German officials urge tightening of already strict gun laws

MUNICH — Two days after the mass shooting by a violence-obsessed teen here, German politicians on Sunday urged tighter gun restrictions in a country that already has some of the toughest anti-gun laws in the world.

Germany has one of the lowest rates of gun-related deaths despite high levels of gun ownership. Even so, Friday’s shooting spree that left nine dead and dozens wounded prompted German lawmakers to say more needs to be done to prevent another massacre using firearms.

German Vice Chancellor Sigmar Gabriel told the Funke Mediengruppe newspaper chain that the country “must continue to do all we can to limit and strictly control access to deadly weapons.”

Interior Minister Thomas de Maiziere told the Bild am Sonntag newspaper, “We have to evaluate very carefully if and where further legal changes are needed.”

The gunman behind the attack outside a Munich shopping mall, Ali David Sonboly, 18, obtained his Glock pistol illegally and did not have a license, investigators said. He would have struggled to meet Germany’s stringent requirements for legal possession.

Applicants under 25 must undergo a series of tough checks that include whether the person has a history of mental health issues. They must also pass tests about gun knowledge and get approval for what the weapon will be used for. Unlike in the United States, there is no guaranteed right to bear arms.

Sonboly, born in Munich to parents who had emigrated from Iran, received both inpatient and outpatient psychiatric treatment last year to help him deal with depression and to deal with “fears of contact with others,” Thomas Steinkraus-Koch, of the Munich prosecutors’ office, said Sunday. The teen also had been planning the attack for more than a year, and a “manifesto” was found in his room, Baviarian investigator Robert Heimberger said.
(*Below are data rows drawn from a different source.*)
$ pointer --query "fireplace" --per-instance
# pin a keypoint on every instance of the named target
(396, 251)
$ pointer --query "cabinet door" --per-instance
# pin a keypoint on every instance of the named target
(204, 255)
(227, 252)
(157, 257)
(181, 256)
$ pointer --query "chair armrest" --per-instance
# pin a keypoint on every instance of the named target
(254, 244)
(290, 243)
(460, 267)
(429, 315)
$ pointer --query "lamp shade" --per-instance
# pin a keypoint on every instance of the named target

The strict application process didn’t stop Sonboly from acquiring an illegal weapon, of course, but it appears to have helped Germany reduce gun-related deaths to 57 last year, down from more than 800 in 1995, according to the website That compares with about 13,445 people killed in the United States by firearms in 2015, according to the Gun Violence Archive.
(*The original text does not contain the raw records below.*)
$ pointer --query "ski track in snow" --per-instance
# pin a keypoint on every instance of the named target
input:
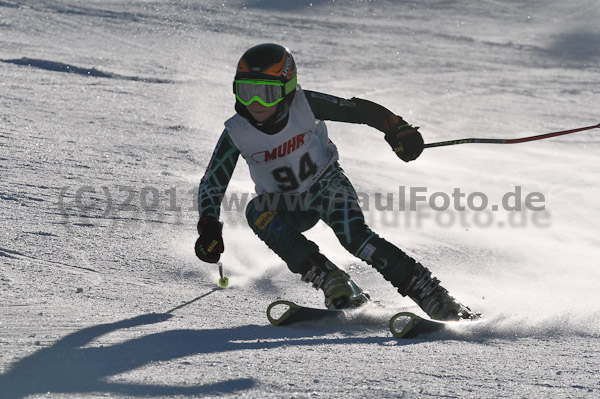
(101, 294)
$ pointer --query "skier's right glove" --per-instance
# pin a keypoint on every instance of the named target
(209, 246)
(405, 140)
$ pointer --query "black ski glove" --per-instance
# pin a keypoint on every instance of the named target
(405, 140)
(209, 246)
Germany has a population of 80 million vs. the U.S.’ 319 million. There are about 5.5 million legally owned guns in Germany, according to the nation’s National Guns Registry, putting it in fourth place behind the United States, Switzerland andFinland. In the U.S., the figure is about 300 million, according to the Guns in America website.

NPR, citing data from the Congressional Research Service, reported there are roughly twice as many guns per person in the United States as there were in 1968.

Much of Germany’s stringent gun legislation was enacted after two mass shootings at schools here. In 2002, an expelled high school student used a semiautomatic gun to kill 16 people and himself. In 2009, an ex-student went to his old school and killed 15 pupils.

Before Friday’s incident there had not been a mass shooting — defined by the FBI as four or more people killed in a single event — in Germany since the 2009 attack. There were 332 mass shootings in the U.S, last year, according to the Gun Violence Archive, and there have been 201 so far in 2016.

German authorities said Sonboly was obsessed with mass violence. Last year, he visited the site of that 2009 school shooting in the town of Winnenden and took pictures, Heimberger said Sunday. And Saturday’s shooting spree occurred on the fifth anniversary of an attack in Norway by anti-immigrant Anders Behring Breivik, killing 77 people, many of them teenagers at a camp.